Hefty enhancement of cosmological constraints from the DES Y1 data using a hybrid effective field theory approach to galaxy bias

2021 
We present a re-analysis of cosmic shear and galaxy clustering from first-year Dark Energy Survey data (DES Y1), making use of a Hybrid Effective Field Theory (HEFT) approach to model the galaxy-matter relation on weakly non-linear scales, initially proposed in [1]. This allows us to explore the enhancement in cosmological constraining power enabled by extending the galaxy clustering scale range typically used in projected large-scale structure analyses. Our analysis is based on a recomputed harmonic-space data vector and covariance matrix, carefully accounting for all sources of mode-coupling, non-Gaussianity and shot noise, which allows us to provide robust goodness-of-fit measures. We use the AbacusSummit suite of simulations to build an emulator for the HEFT model predictions.
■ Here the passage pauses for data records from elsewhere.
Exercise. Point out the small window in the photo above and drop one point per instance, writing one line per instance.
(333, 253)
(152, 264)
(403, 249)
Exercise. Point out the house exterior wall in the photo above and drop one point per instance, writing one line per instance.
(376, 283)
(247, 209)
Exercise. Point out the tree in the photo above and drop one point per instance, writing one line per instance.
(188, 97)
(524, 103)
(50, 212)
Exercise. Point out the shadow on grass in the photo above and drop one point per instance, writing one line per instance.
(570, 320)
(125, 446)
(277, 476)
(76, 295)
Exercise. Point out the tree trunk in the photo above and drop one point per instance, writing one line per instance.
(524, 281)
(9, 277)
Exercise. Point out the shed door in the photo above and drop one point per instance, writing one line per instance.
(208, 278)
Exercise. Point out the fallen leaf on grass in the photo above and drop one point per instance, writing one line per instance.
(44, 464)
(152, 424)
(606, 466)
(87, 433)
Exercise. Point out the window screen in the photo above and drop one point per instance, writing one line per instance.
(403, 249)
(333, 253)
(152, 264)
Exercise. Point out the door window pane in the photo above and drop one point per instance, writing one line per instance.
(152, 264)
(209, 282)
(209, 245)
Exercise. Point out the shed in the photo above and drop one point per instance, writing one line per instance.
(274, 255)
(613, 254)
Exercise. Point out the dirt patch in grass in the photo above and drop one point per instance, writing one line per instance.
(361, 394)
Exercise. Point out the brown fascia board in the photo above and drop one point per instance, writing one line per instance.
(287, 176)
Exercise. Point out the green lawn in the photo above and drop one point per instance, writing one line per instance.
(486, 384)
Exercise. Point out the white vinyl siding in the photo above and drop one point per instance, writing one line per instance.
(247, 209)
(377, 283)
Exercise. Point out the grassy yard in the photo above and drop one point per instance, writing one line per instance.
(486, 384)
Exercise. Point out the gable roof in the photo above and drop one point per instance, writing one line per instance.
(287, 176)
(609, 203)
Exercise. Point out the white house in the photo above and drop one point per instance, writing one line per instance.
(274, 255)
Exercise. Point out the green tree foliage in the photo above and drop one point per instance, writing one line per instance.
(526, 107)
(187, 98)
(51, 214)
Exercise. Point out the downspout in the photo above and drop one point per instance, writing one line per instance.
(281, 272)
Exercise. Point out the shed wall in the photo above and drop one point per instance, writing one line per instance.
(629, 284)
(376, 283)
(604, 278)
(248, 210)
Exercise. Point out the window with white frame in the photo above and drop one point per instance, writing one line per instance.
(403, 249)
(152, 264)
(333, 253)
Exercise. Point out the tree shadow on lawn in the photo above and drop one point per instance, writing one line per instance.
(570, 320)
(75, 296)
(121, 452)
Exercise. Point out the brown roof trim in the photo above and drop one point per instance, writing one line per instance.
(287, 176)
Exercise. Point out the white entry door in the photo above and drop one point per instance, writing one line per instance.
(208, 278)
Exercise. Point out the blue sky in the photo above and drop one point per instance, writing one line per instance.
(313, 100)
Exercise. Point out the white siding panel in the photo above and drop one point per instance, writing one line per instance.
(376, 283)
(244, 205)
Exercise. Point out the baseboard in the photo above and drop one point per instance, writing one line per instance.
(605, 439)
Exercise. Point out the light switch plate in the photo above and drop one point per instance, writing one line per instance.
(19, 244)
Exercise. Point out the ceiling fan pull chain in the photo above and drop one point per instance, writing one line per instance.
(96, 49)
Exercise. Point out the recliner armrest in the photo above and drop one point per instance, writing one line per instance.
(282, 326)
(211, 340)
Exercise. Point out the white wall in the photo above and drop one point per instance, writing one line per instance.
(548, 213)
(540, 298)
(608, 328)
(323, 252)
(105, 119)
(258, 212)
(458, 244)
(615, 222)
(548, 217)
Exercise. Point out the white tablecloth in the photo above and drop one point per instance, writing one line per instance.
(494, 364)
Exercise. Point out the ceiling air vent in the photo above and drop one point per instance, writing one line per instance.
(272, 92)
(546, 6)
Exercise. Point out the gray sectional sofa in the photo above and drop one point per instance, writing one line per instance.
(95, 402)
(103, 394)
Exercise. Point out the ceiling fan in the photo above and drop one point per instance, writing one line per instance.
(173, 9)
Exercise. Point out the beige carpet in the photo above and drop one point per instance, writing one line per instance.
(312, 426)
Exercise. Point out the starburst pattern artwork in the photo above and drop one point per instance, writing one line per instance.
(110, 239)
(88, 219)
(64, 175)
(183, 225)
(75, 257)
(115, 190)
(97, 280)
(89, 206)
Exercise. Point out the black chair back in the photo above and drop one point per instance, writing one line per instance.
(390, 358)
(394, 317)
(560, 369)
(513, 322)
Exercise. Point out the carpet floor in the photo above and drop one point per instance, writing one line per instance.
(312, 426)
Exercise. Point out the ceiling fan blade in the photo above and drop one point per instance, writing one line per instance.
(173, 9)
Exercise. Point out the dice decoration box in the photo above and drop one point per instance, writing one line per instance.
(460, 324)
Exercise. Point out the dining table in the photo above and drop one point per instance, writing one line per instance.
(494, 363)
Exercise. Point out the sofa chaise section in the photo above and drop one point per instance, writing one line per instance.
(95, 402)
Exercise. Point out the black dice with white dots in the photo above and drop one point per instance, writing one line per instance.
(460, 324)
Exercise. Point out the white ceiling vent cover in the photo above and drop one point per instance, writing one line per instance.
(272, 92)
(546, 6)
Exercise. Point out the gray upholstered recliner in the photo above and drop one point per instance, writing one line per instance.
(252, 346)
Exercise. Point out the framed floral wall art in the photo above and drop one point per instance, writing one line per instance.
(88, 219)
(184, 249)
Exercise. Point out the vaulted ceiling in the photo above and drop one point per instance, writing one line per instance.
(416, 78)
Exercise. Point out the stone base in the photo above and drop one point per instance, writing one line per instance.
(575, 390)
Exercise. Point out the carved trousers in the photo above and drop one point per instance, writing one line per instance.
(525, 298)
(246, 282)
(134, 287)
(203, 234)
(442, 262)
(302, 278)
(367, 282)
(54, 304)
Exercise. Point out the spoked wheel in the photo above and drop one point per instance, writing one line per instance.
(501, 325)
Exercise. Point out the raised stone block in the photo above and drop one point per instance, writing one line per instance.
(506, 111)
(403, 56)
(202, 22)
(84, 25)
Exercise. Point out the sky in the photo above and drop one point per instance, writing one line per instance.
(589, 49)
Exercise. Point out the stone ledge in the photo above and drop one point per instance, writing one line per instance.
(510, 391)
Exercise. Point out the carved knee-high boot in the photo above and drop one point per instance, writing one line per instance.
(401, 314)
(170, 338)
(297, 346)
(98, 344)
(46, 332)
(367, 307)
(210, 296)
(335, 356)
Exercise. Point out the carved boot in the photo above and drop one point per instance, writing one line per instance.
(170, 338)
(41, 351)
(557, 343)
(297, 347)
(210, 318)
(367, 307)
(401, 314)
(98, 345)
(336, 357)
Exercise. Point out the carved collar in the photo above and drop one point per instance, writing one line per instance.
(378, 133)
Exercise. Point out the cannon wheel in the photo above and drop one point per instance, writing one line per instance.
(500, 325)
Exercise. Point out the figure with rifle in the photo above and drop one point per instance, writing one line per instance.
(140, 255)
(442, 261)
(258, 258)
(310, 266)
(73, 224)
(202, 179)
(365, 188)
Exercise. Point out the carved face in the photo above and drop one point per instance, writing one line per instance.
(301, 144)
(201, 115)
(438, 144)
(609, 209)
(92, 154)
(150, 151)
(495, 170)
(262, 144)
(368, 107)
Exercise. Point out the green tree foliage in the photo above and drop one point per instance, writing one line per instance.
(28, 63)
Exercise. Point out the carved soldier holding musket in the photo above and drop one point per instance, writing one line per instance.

We find that this model can explain the galaxy clustering and shear data up to wavenumbers kmax∼ 0.6 Mpc-1. We constrain (S8,Ωm) = (0.786± 0.020,0.273+0.030-0.036) at the fiducial kmax∼ 0.3 Mpc-1, improving to (S8,Ωm) = (0.786+0.015-0.018,0.266+0.024-0.027) at kmax∼ 0.5 Mpc-1. This represents a ∼10% and ∼35% improvement on the constraints derived respectively on both parameters using a linear bias relation on a reduced scale range (kmax≲0.15 Mpc-1), in spite of the 15 additional parameters involved in the HEFT model. We investigate whether HEFT can be used to constrain the Hubble parameter and find H0= 70.7-3.5+3.0 km s-1 Mpc-1. Our constraints are investigative and subject to certain caveats discussed in the text.